Victor,

Victor_L_2 · ‎08-26-2013

I have a very complex project which has being heavily optimized to take advantage of SSSE2 and SSSE3 instructions. For example in my project I have the following defines:

    #define ADDS8(a, b) (_mm_adds_epi8((a),(b)))
   #define SUB8(a, b) (_mm_sub_epi8((a),(b)))
   #define SUBS8(a, b) (_mm_subs_epi8((a), (b)))
   #define ABS8(a) (_mm_abs_epi8((a)))
   #define ADD64(a, b) (_mm_add_epi64((a), (b)))
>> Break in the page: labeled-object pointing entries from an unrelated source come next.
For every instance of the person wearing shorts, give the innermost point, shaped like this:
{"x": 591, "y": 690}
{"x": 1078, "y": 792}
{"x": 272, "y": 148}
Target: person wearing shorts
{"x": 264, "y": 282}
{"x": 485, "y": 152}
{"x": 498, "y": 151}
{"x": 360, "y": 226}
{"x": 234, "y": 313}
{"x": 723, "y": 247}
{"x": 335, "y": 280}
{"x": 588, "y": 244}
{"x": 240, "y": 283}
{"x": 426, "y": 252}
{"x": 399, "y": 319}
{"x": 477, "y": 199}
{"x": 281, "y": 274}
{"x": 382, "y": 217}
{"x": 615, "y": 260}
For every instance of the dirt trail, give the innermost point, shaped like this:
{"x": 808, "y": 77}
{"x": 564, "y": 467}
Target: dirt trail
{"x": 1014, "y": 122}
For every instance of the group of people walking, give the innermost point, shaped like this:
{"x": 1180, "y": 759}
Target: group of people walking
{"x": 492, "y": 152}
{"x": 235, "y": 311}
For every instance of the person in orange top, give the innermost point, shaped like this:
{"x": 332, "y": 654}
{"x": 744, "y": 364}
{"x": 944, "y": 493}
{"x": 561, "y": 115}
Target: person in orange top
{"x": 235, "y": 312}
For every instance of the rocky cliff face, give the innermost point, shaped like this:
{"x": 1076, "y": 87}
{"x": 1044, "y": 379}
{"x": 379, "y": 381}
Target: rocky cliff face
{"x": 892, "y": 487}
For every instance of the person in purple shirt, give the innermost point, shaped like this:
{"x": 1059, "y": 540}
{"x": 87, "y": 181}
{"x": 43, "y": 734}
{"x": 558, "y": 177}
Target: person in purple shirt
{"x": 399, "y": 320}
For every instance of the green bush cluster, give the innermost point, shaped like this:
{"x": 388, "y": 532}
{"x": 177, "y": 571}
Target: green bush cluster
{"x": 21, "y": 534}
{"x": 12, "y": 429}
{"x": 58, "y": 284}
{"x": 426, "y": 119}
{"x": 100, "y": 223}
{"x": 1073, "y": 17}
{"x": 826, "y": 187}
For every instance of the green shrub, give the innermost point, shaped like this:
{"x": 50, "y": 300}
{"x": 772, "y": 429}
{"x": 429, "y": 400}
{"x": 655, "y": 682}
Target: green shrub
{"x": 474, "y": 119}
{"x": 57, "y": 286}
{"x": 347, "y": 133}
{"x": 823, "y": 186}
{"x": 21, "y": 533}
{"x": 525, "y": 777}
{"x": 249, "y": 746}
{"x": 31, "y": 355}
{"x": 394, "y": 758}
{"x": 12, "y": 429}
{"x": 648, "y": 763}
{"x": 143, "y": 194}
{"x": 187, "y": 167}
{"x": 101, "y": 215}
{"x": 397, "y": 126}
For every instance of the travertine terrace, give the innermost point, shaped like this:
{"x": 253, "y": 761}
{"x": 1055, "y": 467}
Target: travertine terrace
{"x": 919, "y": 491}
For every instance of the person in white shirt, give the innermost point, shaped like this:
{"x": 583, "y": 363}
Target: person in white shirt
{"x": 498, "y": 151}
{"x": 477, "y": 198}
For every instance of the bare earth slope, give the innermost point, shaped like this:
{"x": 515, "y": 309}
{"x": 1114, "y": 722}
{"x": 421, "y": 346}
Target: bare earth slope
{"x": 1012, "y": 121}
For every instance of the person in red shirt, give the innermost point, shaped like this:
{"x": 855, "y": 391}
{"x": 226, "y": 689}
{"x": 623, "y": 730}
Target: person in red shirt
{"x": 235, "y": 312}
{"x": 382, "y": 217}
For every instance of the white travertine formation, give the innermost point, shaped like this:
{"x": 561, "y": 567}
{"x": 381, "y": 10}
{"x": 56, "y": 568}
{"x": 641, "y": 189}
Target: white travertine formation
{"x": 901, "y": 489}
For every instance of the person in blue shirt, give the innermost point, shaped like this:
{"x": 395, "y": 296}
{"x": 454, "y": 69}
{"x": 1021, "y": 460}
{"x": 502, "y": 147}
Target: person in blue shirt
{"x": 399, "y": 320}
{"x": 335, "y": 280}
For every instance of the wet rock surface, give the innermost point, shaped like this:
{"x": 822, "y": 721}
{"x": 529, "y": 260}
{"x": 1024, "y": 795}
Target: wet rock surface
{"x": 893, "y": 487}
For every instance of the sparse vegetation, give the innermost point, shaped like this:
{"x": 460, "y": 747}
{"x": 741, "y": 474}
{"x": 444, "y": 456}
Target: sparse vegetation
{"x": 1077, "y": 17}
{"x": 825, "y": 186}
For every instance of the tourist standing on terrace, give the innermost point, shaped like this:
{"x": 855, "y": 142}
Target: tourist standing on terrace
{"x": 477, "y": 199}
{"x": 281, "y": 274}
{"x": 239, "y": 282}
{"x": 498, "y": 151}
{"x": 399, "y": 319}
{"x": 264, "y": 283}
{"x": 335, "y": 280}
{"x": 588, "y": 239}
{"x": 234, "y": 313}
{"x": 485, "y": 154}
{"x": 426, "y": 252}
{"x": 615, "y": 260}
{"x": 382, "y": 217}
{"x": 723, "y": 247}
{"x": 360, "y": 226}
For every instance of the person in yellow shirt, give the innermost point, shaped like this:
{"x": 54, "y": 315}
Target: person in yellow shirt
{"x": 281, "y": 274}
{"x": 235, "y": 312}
I'm trying to evaluate if this program might benefit from running on Xeon Phi. My initial approach for porting was to implement __m128i intrinsics in C++ and hope that Intel compiler will vectorize the resulting code. So I've done something along those lines:

#ifndef __MIC__
    #include <emmintrin.h>
   #include <tmmintrin.h>

   typedef __m128i M128i;

   #define SUB8(a, b) (_mm_sub_epi8((a),(b)))
   #define ABS8(a) (_mm_abs_epi8((a)))
   #define ADD64(a, b) (_mm_add_epi64((a), (b)))
#else
   #include <stdint.h>

   typedef union
   {
       int64_t i64[2];
       int32_t i32[4];
       int16_t i16[8];
       int8_t i8[16];
    } M128i;

    inline M128i SUB8(const M128i& a, const M128i& b)
    {
        M128i res;
        for (int i=0; i<16; i++) {
            res.i8 = a.i8 - b.i8;
        }
        return res;
    }

    inline M128i ABS8(const M128i& a)
    {
        M128i res;
        for (int i=0; i<16; i++) {
            res.i8 = abs(a.i8);
        }
        return res;
    }

    inline M128i ADD64(const M128i& a, const M128i& b)
    {
        M128i res;
        res.i64[0] = a.i64[0] + b.i64[0];
        res.i64[1] = a.i64[1] + b.i64[1];
        return res;
    }
#endif

My ported code runs on Phi. I've verified that Intel compiler vectorized SUB8 and ABS8. But my code still runs 10x times slower on Phi than on Xeon processor. Is there any other way I can port __m128i instructions to Phi without rewriting the whole project? Perhaps using __m512i instructions? I would appreciate any advice.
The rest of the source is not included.